Dengan pemahaman yang demikian rasanya tidak ada lagi alasan bagi apoteker untuk medelegasikan
tugasnya kepada orang lain kecuali sesama apoteker. Juga tidak ada alasan bagi apoteker untuk tidak ada di
tempat sewaktu apotek buka. Dan karena tuntutan profesi maka apoteker harus selalu meng update ilmunya
agar kompetensinya terpelihara.

Pharmaceutical care merupakan konsep dasar dalam pekerjaan kefarmasian yang timbul dan
mengisyaratkan bahwa semua praktisi kesehatan harus memberikan tanggung jawab atas dampak pemberian
obat pada pasien.
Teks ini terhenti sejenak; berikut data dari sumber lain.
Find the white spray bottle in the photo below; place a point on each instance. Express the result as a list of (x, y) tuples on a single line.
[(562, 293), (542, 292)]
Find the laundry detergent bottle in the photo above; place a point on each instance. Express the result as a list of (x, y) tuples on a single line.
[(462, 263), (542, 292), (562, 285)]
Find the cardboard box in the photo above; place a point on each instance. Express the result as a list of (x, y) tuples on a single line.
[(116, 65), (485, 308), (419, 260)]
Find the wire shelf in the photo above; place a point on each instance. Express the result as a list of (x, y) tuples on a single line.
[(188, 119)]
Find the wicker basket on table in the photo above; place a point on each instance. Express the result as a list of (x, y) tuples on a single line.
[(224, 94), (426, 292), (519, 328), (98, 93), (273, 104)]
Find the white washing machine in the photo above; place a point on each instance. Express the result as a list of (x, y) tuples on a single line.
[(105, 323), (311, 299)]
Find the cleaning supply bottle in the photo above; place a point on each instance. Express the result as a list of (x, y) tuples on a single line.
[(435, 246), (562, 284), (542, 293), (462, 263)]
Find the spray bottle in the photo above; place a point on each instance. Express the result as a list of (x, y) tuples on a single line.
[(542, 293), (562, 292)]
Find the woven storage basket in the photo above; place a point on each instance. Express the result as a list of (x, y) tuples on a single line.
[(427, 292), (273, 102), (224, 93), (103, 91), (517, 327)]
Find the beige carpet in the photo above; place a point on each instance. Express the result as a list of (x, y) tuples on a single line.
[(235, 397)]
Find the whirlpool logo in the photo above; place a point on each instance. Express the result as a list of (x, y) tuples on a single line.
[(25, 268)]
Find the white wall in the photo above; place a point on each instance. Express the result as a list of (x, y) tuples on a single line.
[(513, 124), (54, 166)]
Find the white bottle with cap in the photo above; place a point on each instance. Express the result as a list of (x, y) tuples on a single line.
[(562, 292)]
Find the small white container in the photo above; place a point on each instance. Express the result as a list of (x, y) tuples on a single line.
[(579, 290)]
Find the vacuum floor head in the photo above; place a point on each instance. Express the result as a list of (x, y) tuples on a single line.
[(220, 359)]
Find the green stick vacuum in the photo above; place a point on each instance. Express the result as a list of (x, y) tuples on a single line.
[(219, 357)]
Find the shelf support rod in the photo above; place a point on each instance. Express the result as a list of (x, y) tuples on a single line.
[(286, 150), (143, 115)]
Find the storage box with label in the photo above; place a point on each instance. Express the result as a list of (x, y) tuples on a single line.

Tujuan utama pharmaceutical care adalah keberhasian farmakoterapi secara individual
untuk masing-masing pasien.
Konsep PC
Tujuan akhir dari pelayanan farmasis adalah masyarakat harus lah aman dalam menggunakan obat
PC adalah Tanggung jawab dalam menetapkan terapi obat dengan mencapai tujuan outcome yang nyata
kearah peningkatan kualitas hidup pasien
Therapeutic Outcome
1. menyembuhkan penyakit
2. mereduksi/mengeliminasi gejala
3. menahan/memperlambat perkembangan penyakit
4. mencegah penyakit/gejala
yang lain :
1. Tidak ada komplikasi atau gangguan lain yangn dimunculkan penyakit
2. menghindarkan atau meminimalkan eso dari treatment
3. menyediakan terapi yang hemat
4. memelihara kualitas hidup pasien

PC menggunakan suatu proses dengan cara farmasis bekerjasama dengan pasien dan professional kesehatan
yang lain dalam mendisain, menetapkan, dan memonotor rencana terapi untukmenghasilkan outcome terapi
yang spesifik untuk pasien.

Fungsi PC
1. Mengidentifikasikan DRP yang potensial dan actual
2. memecahkan DRP yang actual
3. Mencegah DRP yang potensial

DRPs adalah suatu peristiwa atau keadaan yang menyertai terapi obat yang actual atau potensial
bertentangan dengan kemampuan pasien untuk mencapai outcome medik yang optimal

Macam DRPs
1. Ada indikasi yang tidak diterapi
2. Pemilihan obat yang salah
3. dosis subterapi
4. Gagal dalam menerima obat
5. over dosage
6. ADR
7. Interaksi obat
8. Penggunaan obat tanpa indikasi

5 tahap proses PC

1. Hubungan yang professional dengan pasien harus terbangun
2. Informasi medik yang spesifik dari pasien haruslah dikumpulkan, diorganisasi, direkam, dipelihara
3. Informasi medik yang spesifik dari pasien haruslah dievaluasi dan rencana terqpi dibangun dengan
kerjasama dengan pasien
4. Farmasis harus memastikan bahwa pasien mempunyai semua persediaan, informasi, pengetahuan yangn
dibutuhkan untuk keluar dari perencanaan terapi/sembuh.
5. Farmasis harus meninjau ulang, memonitor dan memodofikasi rencana terapetik sebagaimana yang
diperlukan dan sesuai/tepat, dengan persetujuan pasien dan tim kesehatan yang lain.